Mais c’est assez et cette année, tu vas t’entraîner à boycotter le futur. Ne plus vivre pour le meilleur à venir, mais pour rendre meilleur ton présent. Cesser d’attendre la fin de semaine pour profiter, faire une sieste au lieu de faire du lavage, prendre une marche au lieu de courir, manger ton mets préféré le lundi, faire l’amour un mercredi, sortir de ta routine et ralentir ta vie.

Porter attention aux larmes et aux malaises que tu tais depuis trop longtemps, prendre enfin ce rendez-vous médical ou trouver l’aide dont tu as besoin. Tu pourrais même engager une aide-ménagère après révision de ton budget de restaurants, de fêtes d’enfants et de décoration, car ton nouveau divan et ses coussins en poils malaisiens ne te redonneront pas ton sourire bien longtemps.

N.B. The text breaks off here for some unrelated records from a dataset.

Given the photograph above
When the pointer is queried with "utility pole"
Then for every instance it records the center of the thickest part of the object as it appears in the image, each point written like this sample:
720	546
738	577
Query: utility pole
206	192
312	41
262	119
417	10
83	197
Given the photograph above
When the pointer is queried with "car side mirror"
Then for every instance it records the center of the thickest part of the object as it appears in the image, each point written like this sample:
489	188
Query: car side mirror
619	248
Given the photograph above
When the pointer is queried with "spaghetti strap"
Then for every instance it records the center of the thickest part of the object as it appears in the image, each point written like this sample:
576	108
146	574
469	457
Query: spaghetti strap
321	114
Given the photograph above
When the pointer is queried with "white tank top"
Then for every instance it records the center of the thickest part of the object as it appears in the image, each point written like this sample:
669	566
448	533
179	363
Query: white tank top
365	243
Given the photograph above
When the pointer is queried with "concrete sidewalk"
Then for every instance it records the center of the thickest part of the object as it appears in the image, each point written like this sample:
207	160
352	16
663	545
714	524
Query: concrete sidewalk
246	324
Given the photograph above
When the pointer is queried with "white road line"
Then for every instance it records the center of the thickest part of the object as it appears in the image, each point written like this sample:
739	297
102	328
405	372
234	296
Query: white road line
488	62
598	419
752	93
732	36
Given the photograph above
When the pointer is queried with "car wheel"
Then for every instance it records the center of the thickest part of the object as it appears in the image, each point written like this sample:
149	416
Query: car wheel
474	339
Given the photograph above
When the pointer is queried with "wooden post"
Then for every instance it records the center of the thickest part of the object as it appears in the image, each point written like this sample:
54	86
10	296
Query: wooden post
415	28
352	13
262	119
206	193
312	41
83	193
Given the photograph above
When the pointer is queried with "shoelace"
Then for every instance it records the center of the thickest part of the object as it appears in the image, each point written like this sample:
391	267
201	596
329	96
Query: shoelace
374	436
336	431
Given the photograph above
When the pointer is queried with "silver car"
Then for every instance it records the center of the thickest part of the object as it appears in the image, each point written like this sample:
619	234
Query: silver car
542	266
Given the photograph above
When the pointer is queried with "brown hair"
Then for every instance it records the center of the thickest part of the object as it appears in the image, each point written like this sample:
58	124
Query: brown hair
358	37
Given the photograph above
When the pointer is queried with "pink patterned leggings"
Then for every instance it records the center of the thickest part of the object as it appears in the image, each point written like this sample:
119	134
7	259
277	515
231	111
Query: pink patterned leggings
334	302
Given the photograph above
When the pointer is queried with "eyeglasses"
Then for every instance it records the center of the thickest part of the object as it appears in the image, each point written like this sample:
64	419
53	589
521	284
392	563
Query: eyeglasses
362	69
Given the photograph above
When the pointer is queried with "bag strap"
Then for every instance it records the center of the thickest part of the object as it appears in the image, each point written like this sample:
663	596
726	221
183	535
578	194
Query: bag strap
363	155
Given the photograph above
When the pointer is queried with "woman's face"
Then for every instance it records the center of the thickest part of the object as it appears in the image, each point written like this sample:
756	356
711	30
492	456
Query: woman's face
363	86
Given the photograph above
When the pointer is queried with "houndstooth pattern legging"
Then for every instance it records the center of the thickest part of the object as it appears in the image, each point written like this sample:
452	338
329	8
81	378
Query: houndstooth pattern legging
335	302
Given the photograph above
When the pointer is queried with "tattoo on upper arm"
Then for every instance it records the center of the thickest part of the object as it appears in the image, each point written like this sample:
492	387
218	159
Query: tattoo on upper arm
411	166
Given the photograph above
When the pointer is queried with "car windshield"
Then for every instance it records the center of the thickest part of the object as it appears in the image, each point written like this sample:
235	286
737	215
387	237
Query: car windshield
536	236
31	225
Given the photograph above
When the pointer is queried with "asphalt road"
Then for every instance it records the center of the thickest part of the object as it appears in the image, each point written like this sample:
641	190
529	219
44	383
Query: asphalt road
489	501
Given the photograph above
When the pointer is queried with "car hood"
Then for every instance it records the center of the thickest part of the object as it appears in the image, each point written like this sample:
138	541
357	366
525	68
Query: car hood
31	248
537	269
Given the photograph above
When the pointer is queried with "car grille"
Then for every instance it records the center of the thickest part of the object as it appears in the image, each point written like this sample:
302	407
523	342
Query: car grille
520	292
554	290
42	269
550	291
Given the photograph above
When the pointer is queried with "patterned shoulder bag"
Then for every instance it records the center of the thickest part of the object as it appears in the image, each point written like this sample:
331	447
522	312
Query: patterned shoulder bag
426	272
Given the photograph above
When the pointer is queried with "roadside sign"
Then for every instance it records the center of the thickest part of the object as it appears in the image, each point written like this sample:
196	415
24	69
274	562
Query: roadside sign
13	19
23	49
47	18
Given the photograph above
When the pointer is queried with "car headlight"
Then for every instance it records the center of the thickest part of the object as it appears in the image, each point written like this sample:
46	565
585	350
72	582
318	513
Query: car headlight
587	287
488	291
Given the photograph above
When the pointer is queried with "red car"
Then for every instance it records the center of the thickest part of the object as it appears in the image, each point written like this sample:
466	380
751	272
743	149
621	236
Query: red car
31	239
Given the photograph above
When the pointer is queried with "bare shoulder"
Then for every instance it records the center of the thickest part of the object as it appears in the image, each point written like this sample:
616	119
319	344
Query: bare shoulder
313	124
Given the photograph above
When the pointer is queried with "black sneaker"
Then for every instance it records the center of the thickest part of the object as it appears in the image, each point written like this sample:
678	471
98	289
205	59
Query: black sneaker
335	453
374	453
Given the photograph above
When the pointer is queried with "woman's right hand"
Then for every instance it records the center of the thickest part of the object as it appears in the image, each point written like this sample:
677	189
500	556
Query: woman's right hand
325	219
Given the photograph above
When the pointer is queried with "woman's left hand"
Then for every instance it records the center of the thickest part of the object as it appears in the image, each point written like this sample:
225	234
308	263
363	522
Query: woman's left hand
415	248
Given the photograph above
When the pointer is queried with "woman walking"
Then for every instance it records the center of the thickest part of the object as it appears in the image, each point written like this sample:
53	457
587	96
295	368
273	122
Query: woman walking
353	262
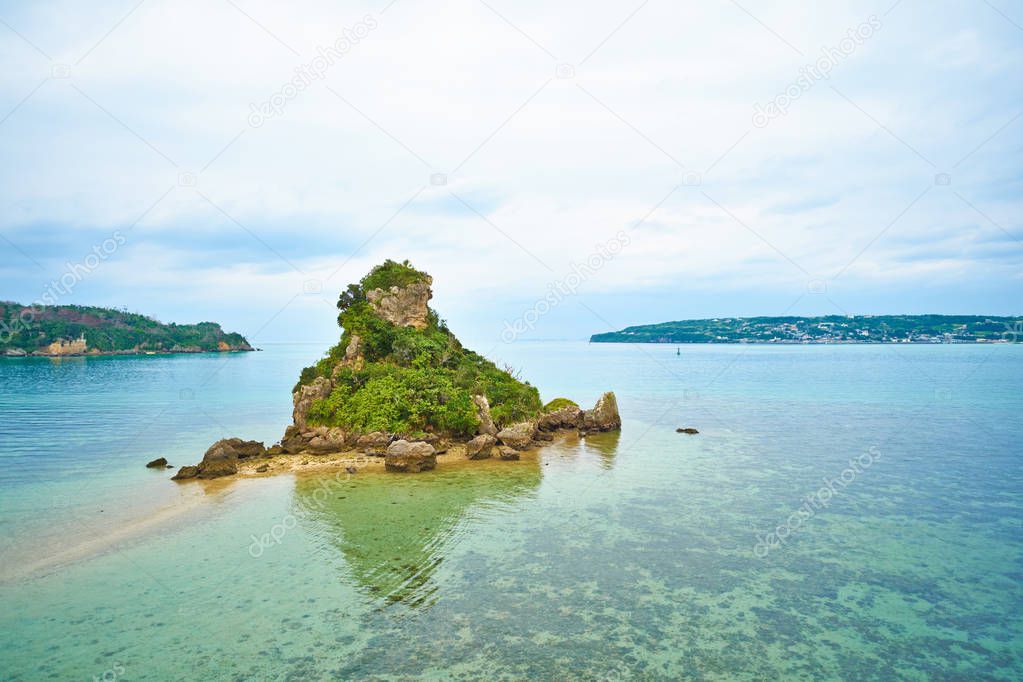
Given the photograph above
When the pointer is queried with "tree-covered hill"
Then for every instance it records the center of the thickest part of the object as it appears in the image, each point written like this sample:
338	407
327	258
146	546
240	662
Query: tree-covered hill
90	330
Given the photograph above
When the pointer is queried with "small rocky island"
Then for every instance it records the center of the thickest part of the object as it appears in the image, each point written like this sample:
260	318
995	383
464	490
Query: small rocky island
88	330
400	387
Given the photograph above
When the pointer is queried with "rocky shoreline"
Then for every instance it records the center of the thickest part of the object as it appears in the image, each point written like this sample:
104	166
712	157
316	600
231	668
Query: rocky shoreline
331	448
399	388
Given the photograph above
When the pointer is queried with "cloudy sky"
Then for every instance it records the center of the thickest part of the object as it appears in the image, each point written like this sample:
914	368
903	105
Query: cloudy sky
241	161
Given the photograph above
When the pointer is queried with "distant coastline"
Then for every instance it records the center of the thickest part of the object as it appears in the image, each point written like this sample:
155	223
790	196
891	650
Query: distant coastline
87	330
833	329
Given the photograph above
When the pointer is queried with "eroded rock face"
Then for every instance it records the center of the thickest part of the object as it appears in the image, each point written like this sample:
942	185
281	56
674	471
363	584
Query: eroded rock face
567	417
518	436
487	424
185	472
406	306
222	457
506	453
480	447
322	440
306	396
410	457
353	356
373	441
604	416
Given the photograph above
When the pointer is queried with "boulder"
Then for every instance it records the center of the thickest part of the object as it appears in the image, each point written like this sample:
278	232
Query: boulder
487	424
323	441
304	398
222	457
373	441
410	457
604	416
479	447
236	448
403	306
567	417
293	443
185	472
507	453
353	356
518	436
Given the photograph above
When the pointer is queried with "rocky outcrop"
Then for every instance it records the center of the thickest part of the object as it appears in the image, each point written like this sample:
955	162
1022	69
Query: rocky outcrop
323	440
353	357
487	424
569	416
604	416
373	441
306	396
185	472
518	436
404	307
479	447
222	459
410	457
506	453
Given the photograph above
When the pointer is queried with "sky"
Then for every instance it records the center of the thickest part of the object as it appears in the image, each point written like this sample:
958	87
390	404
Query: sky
561	169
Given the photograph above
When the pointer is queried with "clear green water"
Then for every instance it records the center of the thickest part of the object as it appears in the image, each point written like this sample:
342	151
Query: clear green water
623	556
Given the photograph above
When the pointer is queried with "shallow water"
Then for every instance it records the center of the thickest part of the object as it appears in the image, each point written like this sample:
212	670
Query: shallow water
639	555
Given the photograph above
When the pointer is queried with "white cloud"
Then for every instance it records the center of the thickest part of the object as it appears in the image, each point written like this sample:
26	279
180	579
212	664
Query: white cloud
556	164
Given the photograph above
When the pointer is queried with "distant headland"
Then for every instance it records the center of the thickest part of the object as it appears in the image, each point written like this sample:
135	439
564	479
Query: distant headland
87	330
400	393
828	329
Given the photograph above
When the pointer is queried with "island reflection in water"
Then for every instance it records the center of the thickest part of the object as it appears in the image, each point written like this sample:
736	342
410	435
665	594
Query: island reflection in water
394	530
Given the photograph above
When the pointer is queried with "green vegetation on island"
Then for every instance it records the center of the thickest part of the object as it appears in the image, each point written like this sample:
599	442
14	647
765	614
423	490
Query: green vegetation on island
68	330
399	369
829	329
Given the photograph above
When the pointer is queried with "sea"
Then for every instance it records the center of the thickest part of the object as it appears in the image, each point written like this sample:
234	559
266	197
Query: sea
845	512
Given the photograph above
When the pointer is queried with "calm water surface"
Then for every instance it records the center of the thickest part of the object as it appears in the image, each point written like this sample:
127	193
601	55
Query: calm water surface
646	554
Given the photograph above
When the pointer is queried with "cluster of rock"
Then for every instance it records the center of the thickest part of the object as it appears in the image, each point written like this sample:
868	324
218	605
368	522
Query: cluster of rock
403	455
222	459
404	307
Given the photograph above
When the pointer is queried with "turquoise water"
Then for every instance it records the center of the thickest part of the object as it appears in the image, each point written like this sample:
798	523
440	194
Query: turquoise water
642	555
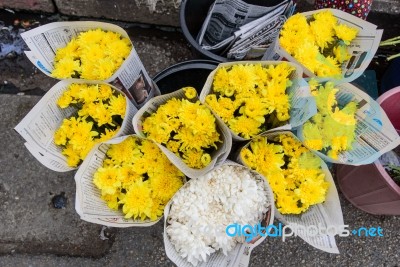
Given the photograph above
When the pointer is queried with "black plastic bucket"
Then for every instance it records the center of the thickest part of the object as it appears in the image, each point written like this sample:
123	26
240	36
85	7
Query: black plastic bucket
191	16
188	73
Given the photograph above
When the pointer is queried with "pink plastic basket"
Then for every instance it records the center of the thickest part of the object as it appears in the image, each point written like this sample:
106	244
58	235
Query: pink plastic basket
369	187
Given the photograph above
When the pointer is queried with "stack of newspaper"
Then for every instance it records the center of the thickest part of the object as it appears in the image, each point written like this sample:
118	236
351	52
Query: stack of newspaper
239	30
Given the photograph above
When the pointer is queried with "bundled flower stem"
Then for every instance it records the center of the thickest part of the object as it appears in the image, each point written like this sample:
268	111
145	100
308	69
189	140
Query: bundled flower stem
185	127
392	41
101	111
293	172
332	129
251	98
92	55
201	211
137	178
319	43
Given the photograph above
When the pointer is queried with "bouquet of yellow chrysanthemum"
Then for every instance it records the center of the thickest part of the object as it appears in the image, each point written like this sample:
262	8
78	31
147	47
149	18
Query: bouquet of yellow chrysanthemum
294	173
319	42
252	98
185	129
137	178
332	130
92	55
99	112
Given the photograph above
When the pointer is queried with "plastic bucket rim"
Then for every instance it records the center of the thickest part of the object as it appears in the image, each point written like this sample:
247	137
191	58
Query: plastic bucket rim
186	65
386	178
190	38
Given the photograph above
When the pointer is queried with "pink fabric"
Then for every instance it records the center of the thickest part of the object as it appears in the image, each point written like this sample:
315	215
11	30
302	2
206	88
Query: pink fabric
359	8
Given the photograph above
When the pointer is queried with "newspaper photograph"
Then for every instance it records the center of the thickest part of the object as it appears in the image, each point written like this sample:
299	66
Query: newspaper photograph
229	24
40	124
217	157
362	49
327	214
131	77
375	134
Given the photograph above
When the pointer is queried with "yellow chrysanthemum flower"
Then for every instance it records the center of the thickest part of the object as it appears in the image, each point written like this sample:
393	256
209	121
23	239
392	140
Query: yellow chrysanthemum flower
141	177
245	126
319	43
190	92
137	201
332	129
251	94
94	55
106	179
345	33
293	172
186	128
164	187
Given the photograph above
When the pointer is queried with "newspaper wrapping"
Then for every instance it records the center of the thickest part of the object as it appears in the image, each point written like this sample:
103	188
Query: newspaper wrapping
131	77
240	255
40	124
88	203
375	134
362	49
242	30
217	157
327	215
302	103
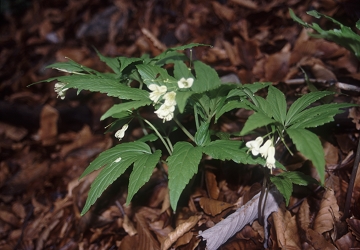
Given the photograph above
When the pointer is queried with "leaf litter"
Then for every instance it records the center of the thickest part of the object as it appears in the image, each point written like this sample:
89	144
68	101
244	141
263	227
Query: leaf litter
46	143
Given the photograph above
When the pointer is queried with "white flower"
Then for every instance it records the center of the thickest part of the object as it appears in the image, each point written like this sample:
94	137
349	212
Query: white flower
264	148
165	112
118	160
60	90
270	160
185	83
254	145
157	92
121	132
170	98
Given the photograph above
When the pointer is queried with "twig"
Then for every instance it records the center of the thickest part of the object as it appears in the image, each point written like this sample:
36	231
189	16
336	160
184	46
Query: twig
351	183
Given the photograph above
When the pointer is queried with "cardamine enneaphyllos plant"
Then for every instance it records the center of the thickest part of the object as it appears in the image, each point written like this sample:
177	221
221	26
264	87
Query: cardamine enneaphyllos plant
193	89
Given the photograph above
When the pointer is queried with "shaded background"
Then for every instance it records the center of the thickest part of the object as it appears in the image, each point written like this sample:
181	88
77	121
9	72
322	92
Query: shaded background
46	143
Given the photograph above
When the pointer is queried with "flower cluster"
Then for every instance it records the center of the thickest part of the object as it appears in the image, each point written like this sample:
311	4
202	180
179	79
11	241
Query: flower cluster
121	132
60	90
166	110
267	150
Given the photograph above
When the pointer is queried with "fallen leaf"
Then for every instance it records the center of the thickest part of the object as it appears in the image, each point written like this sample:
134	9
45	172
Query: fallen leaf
221	232
324	221
213	207
180	230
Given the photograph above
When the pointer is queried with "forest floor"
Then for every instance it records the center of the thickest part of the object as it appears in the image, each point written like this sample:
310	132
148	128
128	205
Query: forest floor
46	143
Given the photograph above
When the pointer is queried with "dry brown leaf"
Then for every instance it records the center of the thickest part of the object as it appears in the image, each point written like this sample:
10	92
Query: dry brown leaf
246	3
324	220
221	232
146	239
213	207
48	125
348	241
184	239
222	11
286	229
304	215
180	230
211	185
318	241
354	226
277	66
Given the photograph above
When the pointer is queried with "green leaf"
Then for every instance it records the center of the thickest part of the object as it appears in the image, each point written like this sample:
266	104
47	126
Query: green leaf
181	99
318	115
254	121
152	74
126	106
202	136
183	164
103	84
142	171
299	178
301	103
112	62
264	106
284	185
277	102
230	150
206	78
344	36
310	146
116	160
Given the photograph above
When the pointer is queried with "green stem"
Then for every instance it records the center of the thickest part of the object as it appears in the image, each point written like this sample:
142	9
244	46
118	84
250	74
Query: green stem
159	135
196	118
169	143
184	129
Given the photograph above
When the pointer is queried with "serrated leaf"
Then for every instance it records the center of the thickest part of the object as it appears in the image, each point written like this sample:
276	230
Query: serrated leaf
310	146
304	101
229	150
299	178
277	102
206	78
264	106
142	171
183	164
101	84
254	121
284	185
152	74
126	106
182	98
344	36
318	115
202	136
112	62
116	160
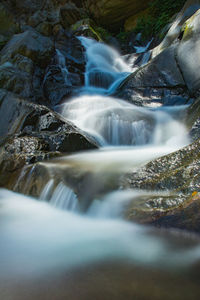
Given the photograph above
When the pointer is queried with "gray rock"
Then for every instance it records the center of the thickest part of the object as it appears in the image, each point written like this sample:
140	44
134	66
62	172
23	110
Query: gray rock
30	44
188	53
159	81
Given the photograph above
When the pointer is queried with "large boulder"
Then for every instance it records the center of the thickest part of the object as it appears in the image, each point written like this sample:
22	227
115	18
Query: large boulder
31	133
8	25
30	44
158	82
103	11
69	14
65	74
177	176
188	53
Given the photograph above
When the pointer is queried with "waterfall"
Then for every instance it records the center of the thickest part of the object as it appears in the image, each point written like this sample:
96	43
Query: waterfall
56	234
105	67
115	122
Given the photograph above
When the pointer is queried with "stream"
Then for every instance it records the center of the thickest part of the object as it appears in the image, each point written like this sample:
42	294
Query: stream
81	224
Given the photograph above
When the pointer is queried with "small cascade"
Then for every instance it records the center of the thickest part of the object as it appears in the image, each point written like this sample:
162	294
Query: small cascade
115	122
104	66
59	231
61	62
61	197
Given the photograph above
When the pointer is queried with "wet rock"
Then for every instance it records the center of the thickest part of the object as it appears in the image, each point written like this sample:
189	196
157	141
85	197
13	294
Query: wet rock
103	11
30	44
193	119
8	24
175	32
177	175
188	53
159	81
16	152
69	14
65	75
15	80
31	133
87	28
19	116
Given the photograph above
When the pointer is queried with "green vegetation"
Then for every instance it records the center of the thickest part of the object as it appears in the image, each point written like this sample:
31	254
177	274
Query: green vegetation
160	14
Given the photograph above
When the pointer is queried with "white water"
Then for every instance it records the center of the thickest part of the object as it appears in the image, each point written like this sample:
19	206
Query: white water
42	238
37	239
105	68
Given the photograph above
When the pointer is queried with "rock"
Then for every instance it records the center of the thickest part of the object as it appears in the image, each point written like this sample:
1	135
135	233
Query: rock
30	44
177	175
8	24
174	33
69	14
15	80
86	27
104	10
131	22
31	133
188	54
16	152
19	116
193	120
158	82
65	75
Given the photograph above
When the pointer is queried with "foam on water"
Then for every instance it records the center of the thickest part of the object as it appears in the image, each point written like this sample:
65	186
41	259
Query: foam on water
36	238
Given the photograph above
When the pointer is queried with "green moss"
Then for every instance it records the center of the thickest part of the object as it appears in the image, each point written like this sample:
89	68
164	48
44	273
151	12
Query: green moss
160	14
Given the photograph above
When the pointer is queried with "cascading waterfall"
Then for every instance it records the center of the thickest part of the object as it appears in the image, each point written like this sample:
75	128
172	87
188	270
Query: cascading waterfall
105	68
129	137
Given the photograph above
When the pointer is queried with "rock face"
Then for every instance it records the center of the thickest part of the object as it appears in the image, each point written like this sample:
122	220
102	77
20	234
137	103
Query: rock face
160	81
176	174
173	74
65	74
188	53
31	133
104	10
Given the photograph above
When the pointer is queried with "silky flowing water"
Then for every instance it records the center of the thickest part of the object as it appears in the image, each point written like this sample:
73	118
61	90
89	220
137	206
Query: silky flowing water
59	232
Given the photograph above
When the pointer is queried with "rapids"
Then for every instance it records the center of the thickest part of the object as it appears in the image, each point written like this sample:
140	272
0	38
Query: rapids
54	234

À la fin de l’année, tu seras prête à franchir la ligne d’arrivée, mais cette fois sans médaille, sans record, sans souvenirs, ni photos pour tes médias sociaux, juste ton beau grand sourire qui te chuchotera : « Bravo ma belle amie, tu t’es enfin choisie! ».

Crédit : KieferPix/Shutterstock.com

Natacha Lahaie

Mère monoparentale de deux filles, je cherche l’antidote à la superwoman car j’ai aussi ma garde-robe de capes! Polyvalente, je m’intéresse à la politique, à la construction mais tout autant à la féminité. Pourquoi choisir entre sa cape et ses bottes à cap? Éternelle étudiante, j’ai une maîtrise en communication numérique et je retourne continuellement sur les bancs d’école tantôt en gouvernement électronique puis en gestion publique. Un jour m’est venue cette idée de profiter activement de ma double vie de monoparentale et de solitaire : je suis devenue grimpeuse de montagnes, joggeuse, skieuse et me voilà blogueuse, tant que cela me rend heureuse!